Gaël Mocaër et Sebastian Perez Pezzani étaient partis tourner, avec Fred Vedomey comme collaborateur local, un épisode de la série documentaire « Les Routes de l’impossible », diffusée sur France Télévisions. Ils avaient été arrêtés au marché de Matchatom, dans la région de la Binah, une zone du nord du Togo soumise à des mesures de sécurité renforcées en raison d’attaques jihadistes récurrentes.
Le 17 août, les trois hommes ont été mis en examen pour « fausses déclarations », la justice togolaise leur reprochant notamment l’utilisation d’un drone aux caractéristiques non déclarées et des autorisations administratives jugées insuffisantes pour leur mission. Ils contestent les faits qui leur sont reprochés, tout comme leur société de production, qui assure que les trois hommes étaient en règle.

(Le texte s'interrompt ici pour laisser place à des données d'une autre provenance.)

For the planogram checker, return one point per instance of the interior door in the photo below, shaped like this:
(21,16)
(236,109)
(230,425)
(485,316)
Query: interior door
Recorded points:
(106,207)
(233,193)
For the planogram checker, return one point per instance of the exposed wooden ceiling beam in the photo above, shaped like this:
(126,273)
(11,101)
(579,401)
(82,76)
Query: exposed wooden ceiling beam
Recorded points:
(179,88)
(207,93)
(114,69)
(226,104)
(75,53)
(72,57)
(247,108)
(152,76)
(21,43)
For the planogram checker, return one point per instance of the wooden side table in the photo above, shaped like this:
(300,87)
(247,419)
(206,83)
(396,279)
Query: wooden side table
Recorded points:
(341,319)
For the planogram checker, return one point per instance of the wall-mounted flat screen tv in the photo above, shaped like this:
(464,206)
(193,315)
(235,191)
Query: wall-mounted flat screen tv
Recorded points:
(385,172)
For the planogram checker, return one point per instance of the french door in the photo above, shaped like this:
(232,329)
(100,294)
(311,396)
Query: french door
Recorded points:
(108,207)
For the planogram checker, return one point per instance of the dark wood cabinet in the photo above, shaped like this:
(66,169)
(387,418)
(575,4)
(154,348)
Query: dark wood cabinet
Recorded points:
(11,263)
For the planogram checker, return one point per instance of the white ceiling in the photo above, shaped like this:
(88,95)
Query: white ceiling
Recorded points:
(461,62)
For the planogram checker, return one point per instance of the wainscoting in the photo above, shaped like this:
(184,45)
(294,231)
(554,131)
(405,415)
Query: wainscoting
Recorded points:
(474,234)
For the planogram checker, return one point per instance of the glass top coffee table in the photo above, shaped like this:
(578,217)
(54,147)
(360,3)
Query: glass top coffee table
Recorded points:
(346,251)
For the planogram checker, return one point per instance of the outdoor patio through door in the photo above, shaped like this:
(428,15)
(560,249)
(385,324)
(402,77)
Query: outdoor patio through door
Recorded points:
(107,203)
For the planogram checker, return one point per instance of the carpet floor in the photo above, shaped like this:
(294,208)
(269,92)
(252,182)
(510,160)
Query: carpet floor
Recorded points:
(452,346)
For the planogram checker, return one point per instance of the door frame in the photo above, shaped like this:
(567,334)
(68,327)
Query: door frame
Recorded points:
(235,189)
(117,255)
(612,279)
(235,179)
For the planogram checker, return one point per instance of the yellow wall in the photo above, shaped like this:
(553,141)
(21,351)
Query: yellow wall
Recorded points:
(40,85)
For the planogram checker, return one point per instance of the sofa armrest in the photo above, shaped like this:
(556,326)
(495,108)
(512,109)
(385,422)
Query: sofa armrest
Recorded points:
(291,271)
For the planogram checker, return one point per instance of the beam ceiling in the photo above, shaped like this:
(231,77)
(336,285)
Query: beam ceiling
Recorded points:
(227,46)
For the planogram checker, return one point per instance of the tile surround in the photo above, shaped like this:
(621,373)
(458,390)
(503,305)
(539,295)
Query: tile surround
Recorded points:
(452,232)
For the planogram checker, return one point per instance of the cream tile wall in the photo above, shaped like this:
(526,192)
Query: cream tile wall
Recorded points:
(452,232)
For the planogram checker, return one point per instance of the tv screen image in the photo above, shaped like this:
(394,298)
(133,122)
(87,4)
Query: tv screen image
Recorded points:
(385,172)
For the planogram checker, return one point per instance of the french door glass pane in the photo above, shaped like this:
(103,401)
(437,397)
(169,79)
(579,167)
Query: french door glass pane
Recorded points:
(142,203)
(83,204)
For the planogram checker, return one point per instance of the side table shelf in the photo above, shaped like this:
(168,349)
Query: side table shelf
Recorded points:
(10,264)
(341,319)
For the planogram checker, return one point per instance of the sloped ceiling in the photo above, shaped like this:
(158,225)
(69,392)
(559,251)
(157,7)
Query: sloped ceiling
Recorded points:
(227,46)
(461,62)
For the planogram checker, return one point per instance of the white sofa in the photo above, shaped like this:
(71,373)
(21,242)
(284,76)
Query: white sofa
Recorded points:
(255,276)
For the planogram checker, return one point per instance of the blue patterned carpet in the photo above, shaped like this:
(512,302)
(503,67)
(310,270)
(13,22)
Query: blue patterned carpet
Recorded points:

Une libération en deux temps
Sebastian Perez Pezzani, souffrant, avait été le premier à bénéficier d’un aménagement, le 25 août, avec une libération sous contrôle judiciaire lui permettant de suivre des soins à Lomé ; son passeport avait alors été confisqué. Gaël Mocaër et Fred Vedomey sont restés détenus jusqu’à la décision du 1er septembre, qui a mis fin à plus d’un mois d’incarcération pour l’ensemble du trio.
La procédure judiciaire se poursuit
La libération provisoire ne met pas un terme aux poursuites. Aucune date d’audience n’a été annoncée à ce stade. Les autorités togolaises avaient évoqué, fin août, « des indices graves » à l’encontre des trois hommes ainsi que « plusieurs irrégularités dans la préparation et l’exécution » de leur mission.
Selon leurs avocats, Gaël Mocaër, Sebastian Perez Pezzani et Fred Vedomey ne reconnaissent pas les faits qui leur sont reprochés et restent, à ce stade, dans l’attente de la suite de la procédure judiciaire togolaise.